C H A P T E R 6 |
This chapter describes how the CMM API indicates changes in the state of the cluster by sending notifications to system services and applications. For more information, see the following topics:
Notifications are information messages sent by the nhcmmd daemon on a node to services or applications registered to receive them. Notifications are sent when there is a change in the membership of the cluster.
In a cluster, the master node is aware of all changes in the state of peer nodes. The cluster state information held by the nhcmmd daemon on the master node is propagated to all peer nodes.
Cluster notifications enable a service or application to maintain an accurate view of the state of the cluster and of the state of any peer node.

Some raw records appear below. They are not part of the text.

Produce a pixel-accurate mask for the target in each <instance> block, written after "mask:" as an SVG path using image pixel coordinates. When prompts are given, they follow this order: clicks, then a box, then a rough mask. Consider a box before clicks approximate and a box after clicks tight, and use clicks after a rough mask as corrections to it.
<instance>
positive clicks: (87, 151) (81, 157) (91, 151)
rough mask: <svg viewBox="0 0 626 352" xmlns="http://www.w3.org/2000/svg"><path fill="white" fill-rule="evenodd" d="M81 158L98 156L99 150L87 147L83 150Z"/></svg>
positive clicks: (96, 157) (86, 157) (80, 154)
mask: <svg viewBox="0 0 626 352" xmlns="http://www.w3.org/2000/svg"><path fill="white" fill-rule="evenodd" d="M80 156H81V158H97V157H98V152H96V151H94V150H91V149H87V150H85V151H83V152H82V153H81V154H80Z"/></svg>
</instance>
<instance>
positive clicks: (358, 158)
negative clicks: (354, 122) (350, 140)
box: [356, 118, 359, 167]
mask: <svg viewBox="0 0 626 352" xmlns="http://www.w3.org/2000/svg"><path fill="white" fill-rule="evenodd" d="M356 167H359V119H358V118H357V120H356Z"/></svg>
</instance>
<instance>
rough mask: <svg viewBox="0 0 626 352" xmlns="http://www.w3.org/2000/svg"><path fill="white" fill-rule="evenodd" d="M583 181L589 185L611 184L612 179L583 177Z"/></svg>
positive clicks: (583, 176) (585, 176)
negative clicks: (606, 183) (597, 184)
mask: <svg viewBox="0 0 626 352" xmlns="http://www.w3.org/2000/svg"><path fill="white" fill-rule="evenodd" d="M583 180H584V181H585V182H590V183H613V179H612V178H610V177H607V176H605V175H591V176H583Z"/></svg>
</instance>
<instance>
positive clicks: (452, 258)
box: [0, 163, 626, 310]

An application or service can use notifications to coordinate changes in system services when a peer node joins or leaves the cluster.
A single change in the cluster state can cause an application or service to receive several associated cluster change notifications. This can be due to the fact that a change in the membership of one node can effect changes in the membership of several other nodes.
A cluster change notification does not contain any information about the previous role of a node. Therefore, for example, when a callback is invoked with the CMM_MEMBER_LEFT notification, the indicated node could have been in the cluster with no role, or could have had the CMM_MASTER or CMM_VICE_MASTER role.
Several scenarios in which there are changes in the state of the cluster, and the associated notifications sent during these changes, are described in Notifications During Changes in the Cluster State.
For an example of how to retrieve notifications about changes in the cluster state, see EXAMPLE 7-2, EXAMPLE 7-2.
To verify that the nhcmmd daemon is running on your peer nodes, see the Netra High Availability Suite 3.0 1/08 Foundation Services Cluster Administration Guide. For information about the nhcmmd daemon, see the nhcmmd(1M) man page, or for the Linux OS, refer to the nhcmmd(8) man page.
Applications that you write can register a callback function to handle notification messages. The cmm_notify_t callback receives the cluster membership change (cmc) callback function. The cmm_cmc_register function takes the service or application data and this callback function. You must provide relevant data when registering. The code in EXAMPLE 6-1 details the related structure, called the cmm_cmc_notification_t structure.
typedef struct { cmm_cmchanges_t cmchange; cmm_nodeid_t nodeid; } cmm_cmc_notification_t; |
The fields in this structure detail the cluster change and specify the node concerned. These fields are described in TABLE 6-1.
This structure is used by the cmm_notify_t callback function. The cmm_notify_t callback function contains the parameters described in TABLE 6-2.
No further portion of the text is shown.